ALL-945: Validate monitor outbox end-to-end
in_progressValidation task from Seph thread 1780496600.485949. Non-mutating checks first: code path, worker health, Datadog metrics/logs, DLQ/error signals, and existing test coverage. True prod E2E requires explicit approval for a production write: create/enable a test monitor that fires a transition, then observe evaluator -> MonitorTransitionOutbox -> Kafka -> alert bridge. Leave ALL-945 In Progress until validation completes.
Event Timeline
created
progress
# ALL-945 outbox validation — non-mutating pass
_Requested by Seph (Slack 1780496600.485949) | Fleet-task 983414cf | 2026-06-03 UTC_
---
## Background: What replaced PR #10991
PR #10991 (Wintermute's original) was closed per Seph on 2026-05-22 ("duplicate-agent overlap"). Seph authored a replacement: **PR #10977** (`seph/all-945-monitor-outbox-publisher`), merged **2026-05-22 15:56 UTC**. The final commit in that PR (`9da651732c`) cherry-adapted a fix from Wintermute's work (explicit `(monitorId, entityId, sequence)` ordering) and is the current drainLoop.ts on main.
---
## A. Code path (current main)
All four pipeline stages are present and wired in `c7e63a52ae` (current main HEAD).

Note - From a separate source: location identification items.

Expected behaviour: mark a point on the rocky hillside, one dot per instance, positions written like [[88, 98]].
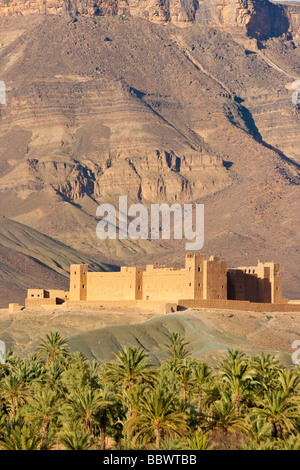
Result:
[[102, 102], [29, 259], [259, 18]]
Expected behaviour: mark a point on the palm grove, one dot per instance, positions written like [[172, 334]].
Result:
[[55, 399]]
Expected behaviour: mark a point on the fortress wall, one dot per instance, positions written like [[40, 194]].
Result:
[[35, 302], [167, 284], [246, 286], [123, 285], [101, 303], [239, 305], [216, 279]]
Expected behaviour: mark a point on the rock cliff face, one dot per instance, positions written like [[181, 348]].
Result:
[[102, 106], [259, 18]]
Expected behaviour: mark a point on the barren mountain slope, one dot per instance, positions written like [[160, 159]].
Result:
[[29, 259], [98, 107], [99, 333]]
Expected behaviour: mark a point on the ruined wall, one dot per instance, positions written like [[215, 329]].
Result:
[[78, 281], [261, 283], [239, 305], [163, 283], [123, 285], [215, 279]]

### 1. Evaluator → OutboxWrite
**File:** `domains/device/src/services/monitor/evaluator/evaluator.ts`
**Function:** `writeEvaluationResult` (~line 779)
When a transition is detected (`evaluation.transition` is truthy), the evaluator writes three rows **atomically inside a Postgres transaction**:
1. `MonitorEntityState` (update with version check)

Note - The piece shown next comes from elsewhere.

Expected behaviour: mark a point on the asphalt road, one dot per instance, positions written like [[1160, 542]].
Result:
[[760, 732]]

2. `MonitorTransition` (insert)
3. `MonitorTransitionOutbox` (insert, ~line 954)
The payload is validated against `MonitorTransitionPayloadSchema` (from event-bus) **inside the transaction** before insert — if schema drifts, the whole transaction rolls back. This is correct transactional outbox pattern.
Outbox row fields: `transitionId`, `workspaceId`, `payload` (JSON, pre-built Kafka envelope payload), `publishedAt` (null = unpublished), `attempts=0`, `lastError=null`.
### 2. Publisher (drainLoop → Kafka)
**Files:**
- `domains/device/src/services/monitor/publisher/drainLoop.ts` (drain logic)
- `domains/device/src/jobs/monitorOutboxPublisher/queue.ts` (BullMQ queue, 5s interval)
- `domains/device/src/jobs/monitorOutboxPublisher/worker.ts` (BullMQ worker, concurrency=1)
- `domains/device/src/server.ts` lines ~58–60 (lifecycle wiring)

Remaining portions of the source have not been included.